Remedy for Child Abuse
The best remedy for child abuse is to ensure that the rights of children are properly protected and no particular individual or entity violates such rights. For example, parents and caretakers should not be allowed to maltreat their children irresponsibly.
Expert Recommendations for Protection of Children from Child Abuse
The need to protect children from child abuse is a highly contentious issue in various parts of the world today. Various experts provide different recommendations and suggestions on how to protect and shield children from child abuse. Some of these recommendations are discussed below.
Firstly, criminologists Don Kates, Richard Felson and Gary Kleck urge that abusers of children should be sued and justice administered to their victims (Korbin, 2010). Moreover, mandatory reporting laws that require all citizens to report cases of child abuse to Child Advocacy Centers (CACs), Rape Crisis Centers (RCCs), the police and other relevant authorities should also be formulated and fully implemented. These laws provide protection to children from child abuse by ensuring that offenders are charged. Thus, formulation of state and federal laws that prohibit child abuse would offer protection to children against child abuse.
Secondly, human rights activist Burns Michael recommend that children can be protected from child abuse by minimizing their exposure to risky, dangerous and unsafe conditions or environments that may lead to child abuse. For example, children should not be left with unknown people or strangers. This would ensure that children are protected from various forms of abuses such as sexual, physical and psychological abuses.
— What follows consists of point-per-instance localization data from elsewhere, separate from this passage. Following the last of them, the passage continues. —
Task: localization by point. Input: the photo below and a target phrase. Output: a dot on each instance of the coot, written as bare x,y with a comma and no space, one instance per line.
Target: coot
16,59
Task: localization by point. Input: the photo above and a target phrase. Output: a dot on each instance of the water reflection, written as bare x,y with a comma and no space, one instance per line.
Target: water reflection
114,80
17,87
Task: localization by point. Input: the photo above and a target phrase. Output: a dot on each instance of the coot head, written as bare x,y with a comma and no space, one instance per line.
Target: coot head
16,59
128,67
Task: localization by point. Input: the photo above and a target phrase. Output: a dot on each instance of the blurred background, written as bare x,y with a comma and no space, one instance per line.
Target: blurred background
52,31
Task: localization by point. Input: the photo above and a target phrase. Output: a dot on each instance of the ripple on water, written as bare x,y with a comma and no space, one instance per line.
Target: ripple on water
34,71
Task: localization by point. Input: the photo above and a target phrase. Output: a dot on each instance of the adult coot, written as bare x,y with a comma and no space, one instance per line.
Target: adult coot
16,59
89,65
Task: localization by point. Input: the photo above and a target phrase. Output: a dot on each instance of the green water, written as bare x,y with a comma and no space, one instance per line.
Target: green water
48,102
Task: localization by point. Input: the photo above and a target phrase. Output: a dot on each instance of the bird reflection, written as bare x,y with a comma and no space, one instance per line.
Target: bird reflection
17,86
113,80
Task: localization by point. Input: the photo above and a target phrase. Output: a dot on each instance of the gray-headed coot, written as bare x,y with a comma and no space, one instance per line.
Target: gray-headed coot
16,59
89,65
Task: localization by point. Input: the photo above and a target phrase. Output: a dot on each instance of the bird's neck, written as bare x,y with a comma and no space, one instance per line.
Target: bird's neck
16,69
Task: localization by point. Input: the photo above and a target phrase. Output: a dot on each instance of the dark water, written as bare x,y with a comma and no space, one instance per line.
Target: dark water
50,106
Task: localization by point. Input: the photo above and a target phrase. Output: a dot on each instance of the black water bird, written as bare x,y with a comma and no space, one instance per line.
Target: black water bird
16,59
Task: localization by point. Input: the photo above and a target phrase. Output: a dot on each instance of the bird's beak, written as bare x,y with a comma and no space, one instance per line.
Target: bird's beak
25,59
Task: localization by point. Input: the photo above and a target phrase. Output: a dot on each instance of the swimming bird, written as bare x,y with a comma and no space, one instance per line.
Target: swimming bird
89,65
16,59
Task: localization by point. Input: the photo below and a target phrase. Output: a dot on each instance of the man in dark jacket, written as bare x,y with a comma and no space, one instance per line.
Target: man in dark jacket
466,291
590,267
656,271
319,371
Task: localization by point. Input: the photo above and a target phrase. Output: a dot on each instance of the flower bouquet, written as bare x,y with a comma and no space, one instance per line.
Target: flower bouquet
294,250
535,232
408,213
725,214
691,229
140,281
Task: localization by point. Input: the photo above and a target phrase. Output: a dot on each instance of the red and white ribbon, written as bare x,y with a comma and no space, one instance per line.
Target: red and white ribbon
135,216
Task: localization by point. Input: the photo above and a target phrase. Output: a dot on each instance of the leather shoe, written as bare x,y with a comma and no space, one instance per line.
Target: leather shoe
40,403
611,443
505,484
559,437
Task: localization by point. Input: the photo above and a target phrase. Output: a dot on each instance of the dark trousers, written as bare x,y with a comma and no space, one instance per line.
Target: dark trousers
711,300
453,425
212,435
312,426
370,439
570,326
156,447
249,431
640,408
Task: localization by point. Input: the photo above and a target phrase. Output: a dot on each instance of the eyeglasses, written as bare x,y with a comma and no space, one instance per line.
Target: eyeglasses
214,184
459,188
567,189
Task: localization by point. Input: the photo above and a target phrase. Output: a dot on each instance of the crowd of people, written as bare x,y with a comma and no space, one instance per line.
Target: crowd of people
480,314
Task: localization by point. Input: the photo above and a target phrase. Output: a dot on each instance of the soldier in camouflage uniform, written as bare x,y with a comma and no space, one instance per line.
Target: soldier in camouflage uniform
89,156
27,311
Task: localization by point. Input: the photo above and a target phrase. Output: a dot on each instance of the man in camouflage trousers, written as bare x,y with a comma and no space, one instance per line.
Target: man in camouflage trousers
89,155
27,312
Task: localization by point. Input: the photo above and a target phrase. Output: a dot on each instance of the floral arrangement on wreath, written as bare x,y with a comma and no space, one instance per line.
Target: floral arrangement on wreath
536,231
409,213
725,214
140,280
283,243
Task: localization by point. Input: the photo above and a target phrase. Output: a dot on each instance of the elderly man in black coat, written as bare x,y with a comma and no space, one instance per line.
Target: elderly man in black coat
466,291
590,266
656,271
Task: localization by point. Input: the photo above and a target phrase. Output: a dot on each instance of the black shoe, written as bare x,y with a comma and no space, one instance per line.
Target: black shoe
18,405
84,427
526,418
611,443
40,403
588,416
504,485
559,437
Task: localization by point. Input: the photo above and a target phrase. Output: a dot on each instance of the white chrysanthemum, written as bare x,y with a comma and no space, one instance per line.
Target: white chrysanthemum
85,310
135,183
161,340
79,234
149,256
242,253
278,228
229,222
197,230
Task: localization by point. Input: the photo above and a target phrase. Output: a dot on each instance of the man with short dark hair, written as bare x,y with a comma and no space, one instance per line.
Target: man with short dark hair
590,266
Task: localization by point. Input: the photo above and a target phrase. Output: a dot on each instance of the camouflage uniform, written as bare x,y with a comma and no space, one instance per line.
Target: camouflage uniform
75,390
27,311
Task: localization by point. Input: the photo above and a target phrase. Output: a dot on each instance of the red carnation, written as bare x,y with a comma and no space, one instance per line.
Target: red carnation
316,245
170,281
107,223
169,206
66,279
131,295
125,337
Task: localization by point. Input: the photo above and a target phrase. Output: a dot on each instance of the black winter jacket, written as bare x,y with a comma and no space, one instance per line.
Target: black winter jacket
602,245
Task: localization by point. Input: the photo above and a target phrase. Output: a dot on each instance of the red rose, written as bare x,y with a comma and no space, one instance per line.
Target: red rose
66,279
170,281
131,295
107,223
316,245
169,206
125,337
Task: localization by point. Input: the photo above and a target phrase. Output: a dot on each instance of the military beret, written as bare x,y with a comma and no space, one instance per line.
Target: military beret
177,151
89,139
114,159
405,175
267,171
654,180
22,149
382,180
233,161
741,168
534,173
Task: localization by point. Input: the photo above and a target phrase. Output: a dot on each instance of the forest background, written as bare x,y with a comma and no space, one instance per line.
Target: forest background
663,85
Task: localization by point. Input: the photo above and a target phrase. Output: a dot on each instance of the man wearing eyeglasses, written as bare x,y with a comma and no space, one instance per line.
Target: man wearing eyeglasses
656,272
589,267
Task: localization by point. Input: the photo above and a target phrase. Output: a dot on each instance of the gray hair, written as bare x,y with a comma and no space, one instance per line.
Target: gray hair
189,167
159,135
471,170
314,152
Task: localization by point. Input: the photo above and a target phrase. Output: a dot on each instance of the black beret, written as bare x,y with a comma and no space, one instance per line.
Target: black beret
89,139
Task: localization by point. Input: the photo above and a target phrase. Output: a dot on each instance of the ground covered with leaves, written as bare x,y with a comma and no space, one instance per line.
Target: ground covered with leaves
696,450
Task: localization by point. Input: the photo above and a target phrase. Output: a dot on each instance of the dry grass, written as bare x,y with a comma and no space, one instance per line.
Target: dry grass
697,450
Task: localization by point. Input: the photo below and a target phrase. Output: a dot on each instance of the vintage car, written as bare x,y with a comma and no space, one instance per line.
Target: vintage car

In addition, children who might have been exposed to child abuse such as neglect should be taken to orphanages where they can be guarded and given adequate protection. In addition, the orphanages would also provide protection to children who come from dysfunctional families where they experience domestic violence and physical abuses.
Thirdly, educationist and children’s rights activist Janusz Korczak recommend that children can be protected from child abuse through termination or reduction of exclusive rights of parents over their children. Due to increased tensions between the rights of parents and children and dynamic needs of children, young children can be protected from abuse through creating a balance between parental rights and children’s rights. Thus, there is need to ensure that parents as well as caretakers do not violate the rights of children. This can be achieved through imposition of heavy fines and/or imprisonment of parents, caretakers or guardians who violate the rights of children as well as jailing other people who abuse children.
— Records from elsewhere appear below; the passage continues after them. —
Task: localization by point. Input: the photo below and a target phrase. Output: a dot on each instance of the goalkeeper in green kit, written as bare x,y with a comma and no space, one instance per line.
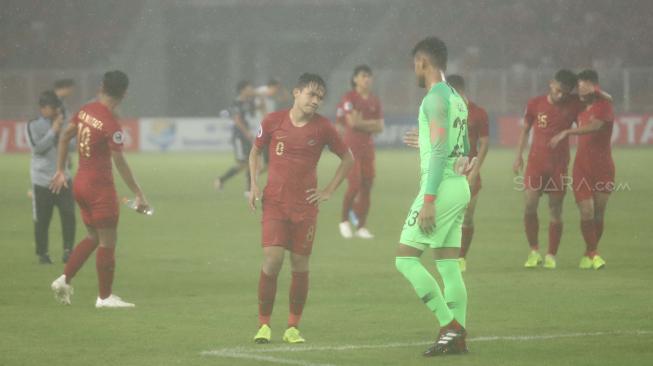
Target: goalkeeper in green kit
435,217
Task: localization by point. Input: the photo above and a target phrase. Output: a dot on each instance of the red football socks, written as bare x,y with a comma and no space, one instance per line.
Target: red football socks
267,290
105,264
555,233
599,229
532,226
77,258
467,235
588,228
362,202
298,294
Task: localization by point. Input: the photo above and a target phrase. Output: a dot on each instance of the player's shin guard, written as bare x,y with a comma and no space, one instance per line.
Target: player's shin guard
105,263
425,286
348,201
229,174
467,235
532,226
598,225
267,290
555,233
298,295
455,292
77,258
588,229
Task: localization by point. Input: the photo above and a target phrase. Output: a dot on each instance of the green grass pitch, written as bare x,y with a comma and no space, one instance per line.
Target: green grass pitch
192,270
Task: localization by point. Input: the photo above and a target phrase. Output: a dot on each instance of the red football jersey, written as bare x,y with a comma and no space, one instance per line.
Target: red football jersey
294,153
547,120
594,148
98,133
477,126
369,107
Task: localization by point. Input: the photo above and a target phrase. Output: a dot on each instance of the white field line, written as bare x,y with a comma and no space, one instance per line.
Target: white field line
249,356
252,353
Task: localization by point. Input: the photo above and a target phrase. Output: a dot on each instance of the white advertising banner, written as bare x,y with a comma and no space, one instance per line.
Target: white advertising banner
185,134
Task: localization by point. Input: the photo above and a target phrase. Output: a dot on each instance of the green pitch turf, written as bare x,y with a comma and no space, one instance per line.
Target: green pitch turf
192,270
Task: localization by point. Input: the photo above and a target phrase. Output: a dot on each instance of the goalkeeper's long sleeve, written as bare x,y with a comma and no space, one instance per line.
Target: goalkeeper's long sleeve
437,164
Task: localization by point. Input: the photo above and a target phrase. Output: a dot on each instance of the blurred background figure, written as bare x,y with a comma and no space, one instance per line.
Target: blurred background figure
242,113
43,135
64,89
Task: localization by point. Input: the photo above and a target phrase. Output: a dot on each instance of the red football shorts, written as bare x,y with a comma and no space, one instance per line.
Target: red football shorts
98,206
475,186
291,227
553,180
590,179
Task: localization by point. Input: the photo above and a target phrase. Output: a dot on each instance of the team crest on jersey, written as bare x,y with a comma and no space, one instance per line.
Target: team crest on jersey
118,137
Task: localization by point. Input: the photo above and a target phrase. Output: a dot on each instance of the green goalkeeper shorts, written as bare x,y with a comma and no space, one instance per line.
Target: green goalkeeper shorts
450,205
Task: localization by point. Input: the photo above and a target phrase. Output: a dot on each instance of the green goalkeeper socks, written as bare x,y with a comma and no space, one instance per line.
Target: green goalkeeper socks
455,293
426,287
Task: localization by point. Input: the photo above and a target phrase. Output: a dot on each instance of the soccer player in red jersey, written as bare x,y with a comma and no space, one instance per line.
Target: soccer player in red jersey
477,132
593,172
100,140
546,171
295,139
359,112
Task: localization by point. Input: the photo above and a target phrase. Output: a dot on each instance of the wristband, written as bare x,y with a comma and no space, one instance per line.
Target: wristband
430,198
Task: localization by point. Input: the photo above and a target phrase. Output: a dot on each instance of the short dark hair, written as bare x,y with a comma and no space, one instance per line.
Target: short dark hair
435,49
64,83
242,85
357,70
49,98
566,78
589,75
115,83
307,79
457,81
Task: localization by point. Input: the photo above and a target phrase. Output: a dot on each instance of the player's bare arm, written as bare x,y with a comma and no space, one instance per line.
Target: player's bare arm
254,162
242,127
316,196
518,165
59,179
594,126
411,138
128,177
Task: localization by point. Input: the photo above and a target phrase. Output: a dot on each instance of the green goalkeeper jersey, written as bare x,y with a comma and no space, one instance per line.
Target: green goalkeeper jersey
443,113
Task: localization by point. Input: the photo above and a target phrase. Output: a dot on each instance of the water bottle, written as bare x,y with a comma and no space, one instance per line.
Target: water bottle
145,210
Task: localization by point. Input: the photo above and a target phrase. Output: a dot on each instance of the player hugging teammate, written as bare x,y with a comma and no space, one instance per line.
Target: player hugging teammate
550,117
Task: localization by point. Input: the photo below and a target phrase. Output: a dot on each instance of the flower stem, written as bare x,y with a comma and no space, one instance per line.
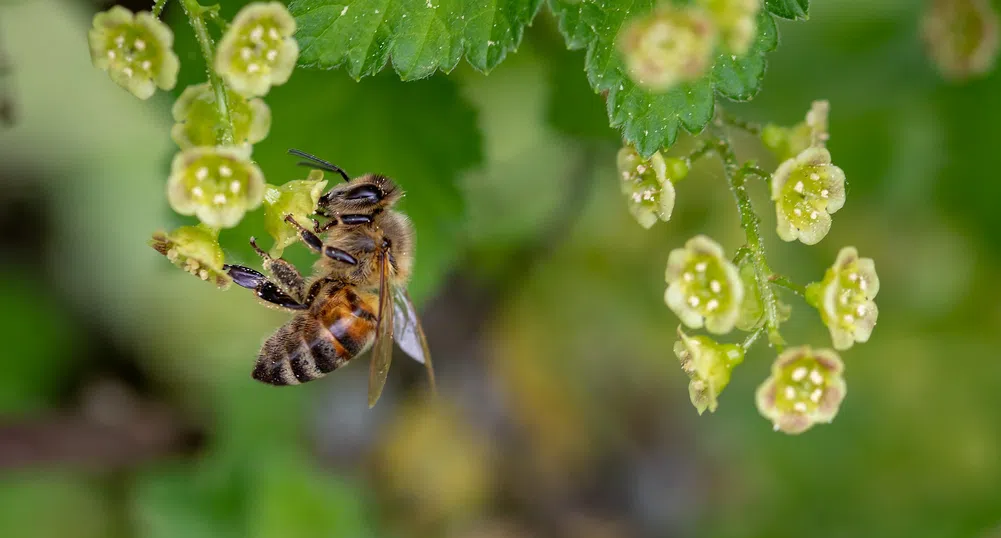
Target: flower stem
705,148
782,282
753,337
742,124
158,7
751,224
195,12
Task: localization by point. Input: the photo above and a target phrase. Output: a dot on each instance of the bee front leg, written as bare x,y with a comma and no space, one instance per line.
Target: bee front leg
287,277
265,290
313,241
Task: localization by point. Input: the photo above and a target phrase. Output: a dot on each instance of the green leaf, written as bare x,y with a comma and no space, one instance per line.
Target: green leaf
651,121
419,35
789,9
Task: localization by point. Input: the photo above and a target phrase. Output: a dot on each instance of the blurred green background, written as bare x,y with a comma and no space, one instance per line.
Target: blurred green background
126,406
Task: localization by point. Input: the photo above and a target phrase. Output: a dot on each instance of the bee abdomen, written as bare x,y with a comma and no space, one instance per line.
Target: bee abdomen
287,359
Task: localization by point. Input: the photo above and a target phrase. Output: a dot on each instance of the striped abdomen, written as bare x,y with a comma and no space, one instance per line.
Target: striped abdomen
339,326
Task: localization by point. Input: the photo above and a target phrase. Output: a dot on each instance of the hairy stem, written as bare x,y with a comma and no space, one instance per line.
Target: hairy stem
753,337
782,282
195,15
705,148
751,224
742,124
158,7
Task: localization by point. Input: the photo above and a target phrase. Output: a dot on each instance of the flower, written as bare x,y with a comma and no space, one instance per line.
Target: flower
668,46
736,20
195,249
845,299
648,184
218,184
298,198
709,365
134,50
806,190
198,121
787,142
257,51
806,387
961,37
703,286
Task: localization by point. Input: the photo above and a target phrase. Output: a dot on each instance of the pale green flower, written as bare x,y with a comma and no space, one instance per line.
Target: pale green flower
845,299
668,46
218,184
807,189
806,388
703,286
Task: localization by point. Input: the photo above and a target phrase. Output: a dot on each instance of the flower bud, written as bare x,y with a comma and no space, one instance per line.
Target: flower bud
198,121
709,365
298,198
648,184
195,249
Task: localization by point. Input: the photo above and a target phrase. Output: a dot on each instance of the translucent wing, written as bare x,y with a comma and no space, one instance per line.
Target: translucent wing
378,368
408,334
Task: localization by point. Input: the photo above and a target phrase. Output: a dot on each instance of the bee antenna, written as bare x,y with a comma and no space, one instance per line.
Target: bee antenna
317,162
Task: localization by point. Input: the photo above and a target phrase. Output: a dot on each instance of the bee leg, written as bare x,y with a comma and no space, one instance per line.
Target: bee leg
286,276
313,241
264,289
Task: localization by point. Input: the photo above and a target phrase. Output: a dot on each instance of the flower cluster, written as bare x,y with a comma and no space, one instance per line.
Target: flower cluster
216,122
649,184
675,44
135,50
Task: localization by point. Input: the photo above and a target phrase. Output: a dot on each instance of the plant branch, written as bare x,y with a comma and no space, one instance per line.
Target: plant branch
704,148
783,282
751,224
158,7
195,14
753,337
742,124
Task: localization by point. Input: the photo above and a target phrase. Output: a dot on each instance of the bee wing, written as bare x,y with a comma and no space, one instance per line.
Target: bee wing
381,355
408,334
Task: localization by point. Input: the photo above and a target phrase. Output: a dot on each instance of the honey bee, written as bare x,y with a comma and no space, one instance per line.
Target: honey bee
356,298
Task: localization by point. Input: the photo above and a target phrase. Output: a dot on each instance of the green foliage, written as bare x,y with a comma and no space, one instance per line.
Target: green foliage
789,9
420,36
651,121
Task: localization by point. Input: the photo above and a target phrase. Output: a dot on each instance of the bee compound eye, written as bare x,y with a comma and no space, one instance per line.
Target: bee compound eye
369,193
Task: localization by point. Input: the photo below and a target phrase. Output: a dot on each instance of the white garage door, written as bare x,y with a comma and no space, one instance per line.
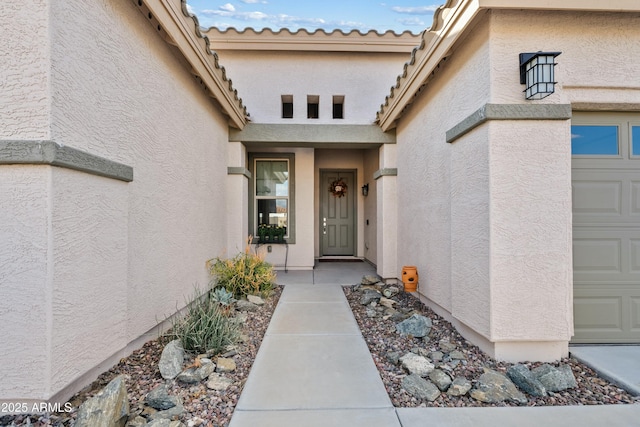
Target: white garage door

Fourthly, educationist Korczak recommends that parents should teach their children how to protect themselves from potential abuses. For example, using the bad touch and good touch technique, parents should teach children how to avoid body contacts that may result into sexual abuse such as rape. According to sociologist Mitchell Duneier and family therapist John Bowlby, adequate communication between parents and children is an essential and highly effective tool for providing protection to children against child abuse (Warner, 2009). Similarly, Gil (2006) also asserts that lack of communication is the greatest drawback in efforts to protect children from child abuse.
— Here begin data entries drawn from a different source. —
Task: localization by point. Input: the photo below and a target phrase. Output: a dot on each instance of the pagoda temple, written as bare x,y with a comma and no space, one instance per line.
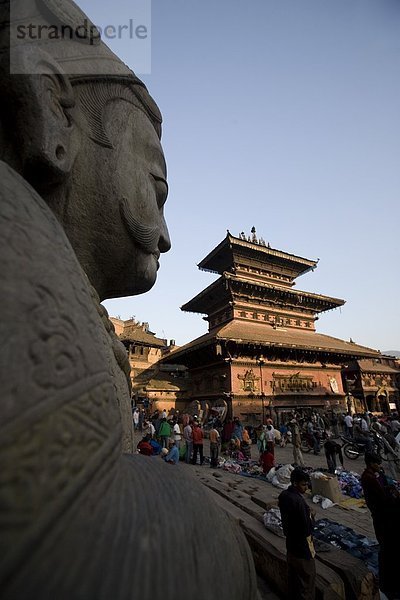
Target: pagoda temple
262,355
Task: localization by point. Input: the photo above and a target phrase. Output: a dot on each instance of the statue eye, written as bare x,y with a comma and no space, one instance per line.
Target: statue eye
161,190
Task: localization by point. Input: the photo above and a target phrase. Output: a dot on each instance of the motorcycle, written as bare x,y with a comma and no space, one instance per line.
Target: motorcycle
353,448
307,440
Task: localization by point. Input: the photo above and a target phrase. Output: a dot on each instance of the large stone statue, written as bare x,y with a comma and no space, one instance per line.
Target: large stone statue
82,189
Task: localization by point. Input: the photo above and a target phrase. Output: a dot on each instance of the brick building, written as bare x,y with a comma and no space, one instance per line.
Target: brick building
262,355
155,385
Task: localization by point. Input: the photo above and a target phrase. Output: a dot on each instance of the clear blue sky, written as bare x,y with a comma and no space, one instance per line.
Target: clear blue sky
283,114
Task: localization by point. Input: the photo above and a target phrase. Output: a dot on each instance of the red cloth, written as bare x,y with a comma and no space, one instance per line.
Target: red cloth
145,448
267,461
197,435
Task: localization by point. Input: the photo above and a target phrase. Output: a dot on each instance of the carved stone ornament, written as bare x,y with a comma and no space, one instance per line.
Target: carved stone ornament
82,517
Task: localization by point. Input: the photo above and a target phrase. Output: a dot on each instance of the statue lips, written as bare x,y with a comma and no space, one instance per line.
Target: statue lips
144,236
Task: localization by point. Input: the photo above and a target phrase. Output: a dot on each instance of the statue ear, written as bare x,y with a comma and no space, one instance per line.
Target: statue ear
43,102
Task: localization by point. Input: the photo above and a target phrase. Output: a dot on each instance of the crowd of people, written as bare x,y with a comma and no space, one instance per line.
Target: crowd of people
181,437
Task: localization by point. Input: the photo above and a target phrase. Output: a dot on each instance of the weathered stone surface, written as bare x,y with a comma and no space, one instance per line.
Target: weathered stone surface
82,188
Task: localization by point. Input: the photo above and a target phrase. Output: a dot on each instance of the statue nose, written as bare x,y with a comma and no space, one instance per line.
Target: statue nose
164,243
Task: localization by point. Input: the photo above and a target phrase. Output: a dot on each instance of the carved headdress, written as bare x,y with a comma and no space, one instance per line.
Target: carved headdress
55,36
60,28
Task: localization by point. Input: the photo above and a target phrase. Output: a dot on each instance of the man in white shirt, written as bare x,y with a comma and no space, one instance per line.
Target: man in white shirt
177,434
188,437
348,421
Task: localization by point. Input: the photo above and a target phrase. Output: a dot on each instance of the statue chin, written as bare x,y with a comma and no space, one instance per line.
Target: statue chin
135,282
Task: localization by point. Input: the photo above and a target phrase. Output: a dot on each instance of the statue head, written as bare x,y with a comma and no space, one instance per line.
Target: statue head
84,131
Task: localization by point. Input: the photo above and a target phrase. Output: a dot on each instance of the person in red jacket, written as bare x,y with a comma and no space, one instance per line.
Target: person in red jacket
144,446
198,440
383,501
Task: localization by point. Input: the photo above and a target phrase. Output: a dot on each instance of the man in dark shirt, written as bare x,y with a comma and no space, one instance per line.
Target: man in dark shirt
298,523
384,503
332,448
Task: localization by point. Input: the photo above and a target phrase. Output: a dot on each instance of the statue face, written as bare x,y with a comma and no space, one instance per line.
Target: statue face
114,212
Last but not least, children can be protected from child abuse by providing them with child protection services (CPSs). These are highly-tailored services that aim at protecting children against abuses. Parents, guardians, caregivers and members of the community should cooperate and work closely with state and federal agencies and non-governmental organizations that provide such services in order to ensure that children are protected from abusers or offenders. This may also involve hiring legal experts to assist in seeking justice for victims of child abuse.